对文档执行全文检索,包括单个或多个单词或词组查询,返回匹配条件的搜索结果。
ElasticSearch 是基于Apache Lucene的搜索引擎,一个开源、免费信息检索软件库。基于HTTP协议web接口和无模式json文档方式提供分布式、全文检索引擎。
本文探究下 ElasticSearch REST API 并演示基于HTTP 请求的基本查询操作。
安装ElasticSearch,请参考官方安装指南。
RESTfull API运行端口为9200,让我们使用下面curl命令测试程序是否运行正确:
curl -XGET 'http://localhost:9200/'
如果你观察到下面响应,表明实例已经启动成功:
name "USER-20170915LA"
cluster_name "elasticsearch"
cluster_uuid "7k8ij9iPT1uAkVqJxanAYQ"
version
number "7.1.1"
build_flavor "oss"
build_type "zip"
build_hash "7a013de"
build_date "2019-05-23T14:04:00.380842Z"
build_snapshot false
lucene_version "8.0.0"
minimum_wire_compatibility_version "6.8.0"

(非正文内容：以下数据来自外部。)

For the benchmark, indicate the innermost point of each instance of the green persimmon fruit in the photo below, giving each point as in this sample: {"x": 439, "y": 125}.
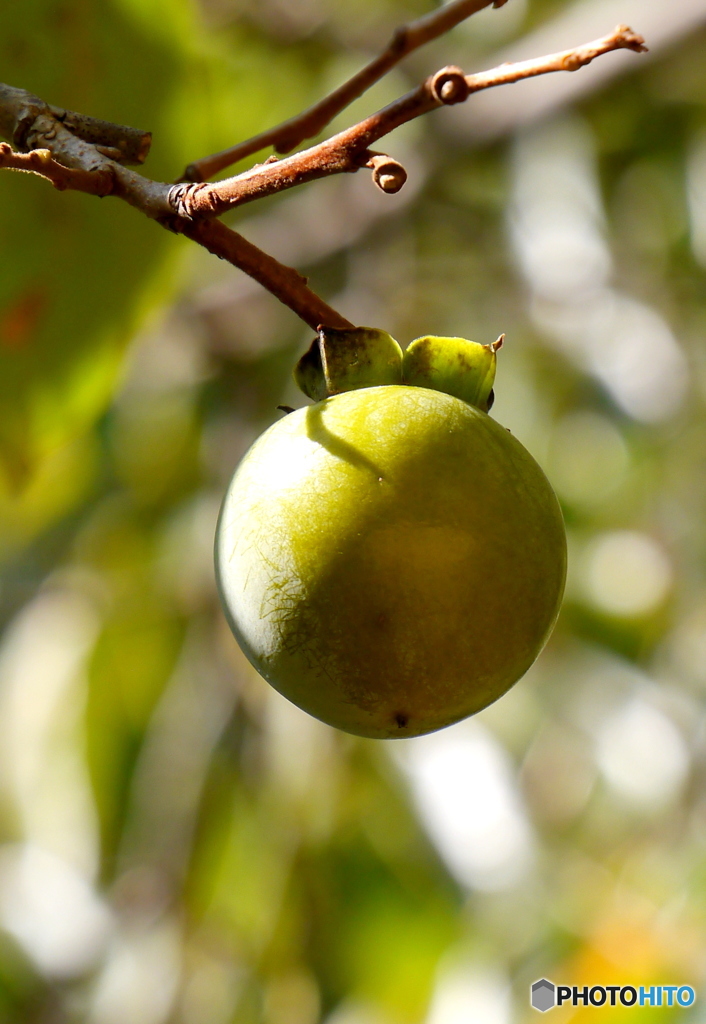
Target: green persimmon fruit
{"x": 390, "y": 559}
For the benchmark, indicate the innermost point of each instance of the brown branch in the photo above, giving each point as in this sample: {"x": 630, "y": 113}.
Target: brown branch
{"x": 347, "y": 151}
{"x": 284, "y": 282}
{"x": 70, "y": 161}
{"x": 19, "y": 110}
{"x": 42, "y": 163}
{"x": 286, "y": 136}
{"x": 125, "y": 144}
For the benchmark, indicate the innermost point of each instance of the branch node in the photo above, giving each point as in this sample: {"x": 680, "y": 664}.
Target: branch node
{"x": 449, "y": 86}
{"x": 388, "y": 174}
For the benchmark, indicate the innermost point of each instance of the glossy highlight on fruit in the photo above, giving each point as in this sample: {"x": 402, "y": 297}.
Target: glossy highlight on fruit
{"x": 390, "y": 559}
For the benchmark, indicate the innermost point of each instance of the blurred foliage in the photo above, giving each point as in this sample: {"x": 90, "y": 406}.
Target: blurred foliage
{"x": 177, "y": 843}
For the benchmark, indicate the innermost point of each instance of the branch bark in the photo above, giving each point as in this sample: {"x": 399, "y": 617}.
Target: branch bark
{"x": 349, "y": 150}
{"x": 286, "y": 136}
{"x": 83, "y": 154}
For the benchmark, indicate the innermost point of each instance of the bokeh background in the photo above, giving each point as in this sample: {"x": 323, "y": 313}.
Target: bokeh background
{"x": 179, "y": 845}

minimum_index_compatibility_version "6.0.0-beta1"
tagline "You Know, for Search"
安装Elasticsearch Head
为了执行命令,我们可以安装Elasticsearch Head,也有相应chrome的插件,从应用商店中搜索安装。先启动elasticSearch,点击Head插件:
ElasticSearch是面向文档NoSql应用,主要用于存储和索引文档。索引创建或更新文档,有了索引,即可搜索、排序、过滤完整的文档————不仅是行列类型的数据。这是一种完全不同的数据思考方式,也是ElasticSearch能够执行复杂全文搜索的原因之一。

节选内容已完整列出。